UNA NUOVA STAGIONE – Binotto, al termine del 2018 è stato vicino a lasciare la Ferrari: «Ritenevo di non essere più nelle condizioni di esercitare bene il mio mestiere, e l’ho reso noto. E che questa non fosse solo una difficoltà mia ma riguardasse tutto il gruppo anche perchè se un direttore tecnico non lavora al meglio, tutto si riflette su quelli che coordina. Sì, è vero: altre scuderie mi hanno cercato perchè la mia esperienza ha valore in F1. I nomi? Ma no, sono tifoso della Ferrari da quando ero bambino. Non ho mai pensato a un’altra squadra se non alla Ferrari».
IL RAPPORTO CON ARRIVABENE – «Lavorando qui da 25 anni ho avuto la fortuna di vivere anche momenti gloriosi con Todt, Brawn e Schumacher. E poi con Stefano Domenicali. Io ho sempre imparato da tutti, anche da Maurizio e di questo lo ringrazio», ha detto a proposito del suo predecessore, Maurizio Arrivabene. «Il rapporto personale è sempre stato buono. Mai un litigio. Le difficoltà riguardavano la visione, la gestione del gruppo o di un weekend di gara. Avevamo punti di vista differenti», ha raccontato.
GLI INSEGNAMENTI DI MARCHIONNE – Binotto, poi, parla anche degli insegnamenti che ha trasmesso Sergio Marchionne agli uomini della Ferrari: «Non porci limiti. Darci l’obiettivo di raggiungere l’impossibile. Era la sua motivazione costante, cercare di fare qualcosa che resti nella storia, personale o di questo sport. A volte ci stimolava magari in modo ‘violento’ ma funzionava. Diceva: «Tutto qui? Queste sono str…, bisogna fare il triplo’». Quando Marchionne l’ha promosso direttore tecnico è rimasto sorpreso: «È stato un passaggio completamente inaspettato. Mi aveva già promosso a capo dei motori nel 2014 ma credo che con la seconda nomina volesse rompere gli schemi, non solo qui alla Ferrari ma nella F1. Ha scelto un direttore tecnico che non ha mai progettato una vettura. È stata una scommessa che ha a che fare con questa organizzazione orizzontale, con la quale continuiamo a lavorare», ha spiegato.

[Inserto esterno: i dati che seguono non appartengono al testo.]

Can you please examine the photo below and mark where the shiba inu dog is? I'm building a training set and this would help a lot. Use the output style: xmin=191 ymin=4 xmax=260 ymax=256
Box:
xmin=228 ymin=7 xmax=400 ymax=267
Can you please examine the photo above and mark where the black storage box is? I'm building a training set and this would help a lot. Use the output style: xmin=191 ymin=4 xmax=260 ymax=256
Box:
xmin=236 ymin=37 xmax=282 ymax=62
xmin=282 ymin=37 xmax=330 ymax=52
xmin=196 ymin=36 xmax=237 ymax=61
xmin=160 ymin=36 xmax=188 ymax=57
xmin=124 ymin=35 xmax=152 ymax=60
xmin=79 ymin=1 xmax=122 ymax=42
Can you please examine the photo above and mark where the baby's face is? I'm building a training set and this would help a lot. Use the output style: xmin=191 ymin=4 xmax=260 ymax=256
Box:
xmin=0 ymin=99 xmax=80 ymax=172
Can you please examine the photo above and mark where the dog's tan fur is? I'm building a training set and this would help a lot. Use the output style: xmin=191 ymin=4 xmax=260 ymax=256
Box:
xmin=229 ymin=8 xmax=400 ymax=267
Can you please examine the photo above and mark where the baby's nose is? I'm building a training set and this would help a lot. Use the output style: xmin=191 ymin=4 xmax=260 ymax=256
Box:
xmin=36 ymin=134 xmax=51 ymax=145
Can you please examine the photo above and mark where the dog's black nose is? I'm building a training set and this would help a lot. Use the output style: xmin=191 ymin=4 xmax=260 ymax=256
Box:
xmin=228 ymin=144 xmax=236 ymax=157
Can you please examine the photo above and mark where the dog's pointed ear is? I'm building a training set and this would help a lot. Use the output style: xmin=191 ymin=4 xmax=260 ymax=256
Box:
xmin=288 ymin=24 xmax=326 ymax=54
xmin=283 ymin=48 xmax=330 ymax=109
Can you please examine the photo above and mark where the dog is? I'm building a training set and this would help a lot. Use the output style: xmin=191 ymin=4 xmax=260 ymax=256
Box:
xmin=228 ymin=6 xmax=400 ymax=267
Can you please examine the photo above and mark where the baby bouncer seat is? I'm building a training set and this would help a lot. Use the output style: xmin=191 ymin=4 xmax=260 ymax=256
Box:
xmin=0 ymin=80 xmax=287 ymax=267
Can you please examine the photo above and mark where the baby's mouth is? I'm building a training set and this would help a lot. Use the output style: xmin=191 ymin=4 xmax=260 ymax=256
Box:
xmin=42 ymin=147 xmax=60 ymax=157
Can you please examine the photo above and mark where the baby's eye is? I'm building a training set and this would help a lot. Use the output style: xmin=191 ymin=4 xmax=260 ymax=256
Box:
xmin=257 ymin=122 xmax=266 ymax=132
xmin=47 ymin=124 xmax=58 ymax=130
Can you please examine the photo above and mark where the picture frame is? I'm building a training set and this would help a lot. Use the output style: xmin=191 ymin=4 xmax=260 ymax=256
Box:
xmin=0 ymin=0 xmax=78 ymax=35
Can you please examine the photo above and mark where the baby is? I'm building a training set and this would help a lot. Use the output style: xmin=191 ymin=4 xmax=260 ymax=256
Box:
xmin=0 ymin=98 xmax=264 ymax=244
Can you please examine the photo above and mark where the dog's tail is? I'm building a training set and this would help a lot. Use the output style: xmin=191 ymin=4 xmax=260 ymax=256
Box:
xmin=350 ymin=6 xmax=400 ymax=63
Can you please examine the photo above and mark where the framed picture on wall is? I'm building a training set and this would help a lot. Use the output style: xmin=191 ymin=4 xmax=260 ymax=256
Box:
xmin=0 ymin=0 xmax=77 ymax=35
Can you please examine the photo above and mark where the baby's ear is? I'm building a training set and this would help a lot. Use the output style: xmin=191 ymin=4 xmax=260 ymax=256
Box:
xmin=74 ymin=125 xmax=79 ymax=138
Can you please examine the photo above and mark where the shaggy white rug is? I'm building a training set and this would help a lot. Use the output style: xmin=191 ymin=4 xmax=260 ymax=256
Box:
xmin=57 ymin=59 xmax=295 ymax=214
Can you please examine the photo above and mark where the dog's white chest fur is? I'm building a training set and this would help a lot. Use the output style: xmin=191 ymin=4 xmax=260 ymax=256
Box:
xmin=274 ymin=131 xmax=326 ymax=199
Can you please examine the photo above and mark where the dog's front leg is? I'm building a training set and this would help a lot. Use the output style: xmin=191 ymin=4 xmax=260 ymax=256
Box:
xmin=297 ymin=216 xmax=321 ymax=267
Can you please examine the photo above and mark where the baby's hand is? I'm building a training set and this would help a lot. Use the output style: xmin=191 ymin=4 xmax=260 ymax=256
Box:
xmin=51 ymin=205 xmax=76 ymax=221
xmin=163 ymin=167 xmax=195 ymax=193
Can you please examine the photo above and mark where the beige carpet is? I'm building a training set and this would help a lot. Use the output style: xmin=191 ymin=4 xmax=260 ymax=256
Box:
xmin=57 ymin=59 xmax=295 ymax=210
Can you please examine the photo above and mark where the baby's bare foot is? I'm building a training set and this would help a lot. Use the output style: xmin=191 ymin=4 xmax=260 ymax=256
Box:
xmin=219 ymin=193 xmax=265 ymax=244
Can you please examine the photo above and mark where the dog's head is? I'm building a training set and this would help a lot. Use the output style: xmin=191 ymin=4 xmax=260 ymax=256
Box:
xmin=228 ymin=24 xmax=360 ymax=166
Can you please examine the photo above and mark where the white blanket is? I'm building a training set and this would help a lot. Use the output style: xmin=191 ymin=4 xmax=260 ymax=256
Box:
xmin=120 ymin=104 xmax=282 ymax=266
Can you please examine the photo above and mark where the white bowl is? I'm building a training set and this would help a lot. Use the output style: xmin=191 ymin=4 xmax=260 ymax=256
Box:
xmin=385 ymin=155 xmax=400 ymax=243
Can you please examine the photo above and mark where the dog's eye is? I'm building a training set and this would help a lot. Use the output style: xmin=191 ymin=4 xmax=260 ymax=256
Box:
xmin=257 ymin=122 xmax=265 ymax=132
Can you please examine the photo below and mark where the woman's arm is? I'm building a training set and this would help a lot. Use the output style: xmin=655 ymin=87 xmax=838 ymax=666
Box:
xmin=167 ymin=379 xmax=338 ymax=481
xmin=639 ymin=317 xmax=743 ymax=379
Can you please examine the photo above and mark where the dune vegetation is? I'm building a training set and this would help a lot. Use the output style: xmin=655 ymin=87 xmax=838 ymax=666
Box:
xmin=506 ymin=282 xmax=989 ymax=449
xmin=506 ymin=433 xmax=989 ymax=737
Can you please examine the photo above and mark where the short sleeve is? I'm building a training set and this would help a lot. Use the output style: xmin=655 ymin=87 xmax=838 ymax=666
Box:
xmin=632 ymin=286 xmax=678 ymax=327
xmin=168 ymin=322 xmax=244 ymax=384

LA NOMINA A TEAM PRINCIPAL – «Che io potessi diventare team principal se ne era parlato anche con Arrivabene. La nomina è stata una scelta dell’azienda. E sono grato alla Ferrari per la fiducia e la stima», ha continuato. «La cosa più difficile è concentrarsi sull’oggi ma anche sul dopodomani, organizzare una struttura pronta per le regole del 2021. Significa ritagliare del tempo a tutto il gruppo per guardare oltre. Quello che mi diverte di più è avere in mano le redini di questo gioco pur essendo consapevole che sono i miei collaboratori a poter fare la differenza».